Pizza week continues and this time we’re back with a Bacon Goat Cheese and Leek Pizza for the record books!
My obsession with leeks continue and this Goat Cheese Leek Pizza is a medley of flavors that will rock your pizza loving world. Inspired by the one and only Mozza – it’s INSANE and if you’ve never been – you gotta go!
We all know I’ve put leeks on many things before. It’s made an appearance on pizza, it’s been a constant on the Poppy vegetable rotation, and it’s been in this life altering soup! Today it’s married with bacon, goat cheese, mozzarella, lemon and a bit of red pepper flakes for a combo that is truly out of this world.
We talked a bit about tips and tricks for making the best pizza yesterday, so be sure to reference back on this post if you missed it. And if you want to see the way we form pizza dough to make it perfect every time – check out this video.
What you’ll need:
Bacon Goat Cheese and Leek Pizza
For the Pizza
- 1 pound pizza dough
- 1 small log goat cheese
- 1 large ball fresh mozzarella torn into pieces
- 4-6 slices bacon cooked
- 1 lemon
- red pepper flakes
- sliced scallions, red pepper flakes, and fresh basil leaves to garnish
For the Leek Confit
- 3-4 leeks trimmed, cleaned, and thinly sliced
- 4 cloves garlic thinly sliced
- 1/4 cup olive oil
- 2 teaspoons kosher salt
- 1 teaspoon freshly cracked black pepper
- Heat the olive oil in a large, deep saucepan set over medium heat until the oil shimmers.
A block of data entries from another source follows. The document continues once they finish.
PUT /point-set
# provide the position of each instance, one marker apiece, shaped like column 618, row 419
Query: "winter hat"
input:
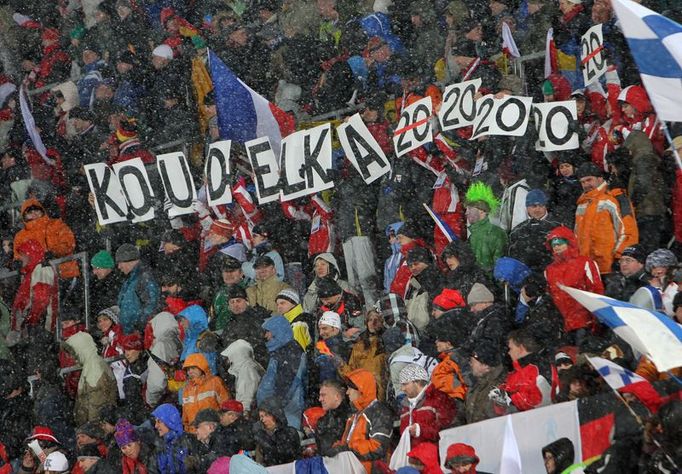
column 163, row 51
column 56, row 462
column 232, row 405
column 263, row 261
column 588, row 169
column 42, row 433
column 125, row 433
column 419, row 254
column 660, row 258
column 89, row 451
column 392, row 308
column 487, row 352
column 91, row 429
column 289, row 295
column 222, row 227
column 112, row 312
column 206, row 415
column 536, row 197
column 327, row 287
column 132, row 341
column 127, row 253
column 413, row 373
column 236, row 291
column 448, row 299
column 330, row 318
column 102, row 259
column 479, row 294
column 635, row 251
Add the leeks, season with the salt and pepper, and cook, stirring occasionally, until the edges are beginning to brown, 5 to 7 minutes; be careful not to allow them to burn.
- Reduce the heat to low, cover and cook, stirring occasionally, until leeks are completely softened and somewhat translucent, 28 to 30 minutes. Uncover and reduce the heat to the lowest setting on your stove. Add the garlic. Cook, stirring frequently, until any liquid released by the leeks while cooking has been almost fully absorbed, another 2 to 3 minutes. Transfer to a container and set aside.
- Preheat oven to 475 degrees
- Divide the pizza dough into 2 even pieces. Stretch each piece of dough in a circular motion, then lay them both out on a flat surface and flatten out using a rolling pin. If you have a pizza peel, sprinkle some flour on it and place the stretched out dough on the peel.
- Once your 2 pizza doughs are flat and ready to be heated, use a spoon to spread about 1⁄4 cup of leek confit all around the dough leaving a little bit for the crust.
- Top each pizza with half of the goat cheese, bacon, fresh mozzarella and season with salt, pepper and red pepper flakes. Transfer the pizzas into the oven and bake for 12-13 minutes until the crust is perfect.
- Remove pizza from the oven. Adjust seasoning as needed, add scallions, squeeze lemon juice on top and serve.
Hello!! Beautiful recipe. How long can you “set aside” the leek confit? Overnight in the fridge? Thank you.
Oh for sure!! At least 5 days!
I cheated and made one big pizza with refrigerated dough from Trader Joe’s. This was such a fun group of flavors that I never would’ve come up with on my own. So delicious and so easy!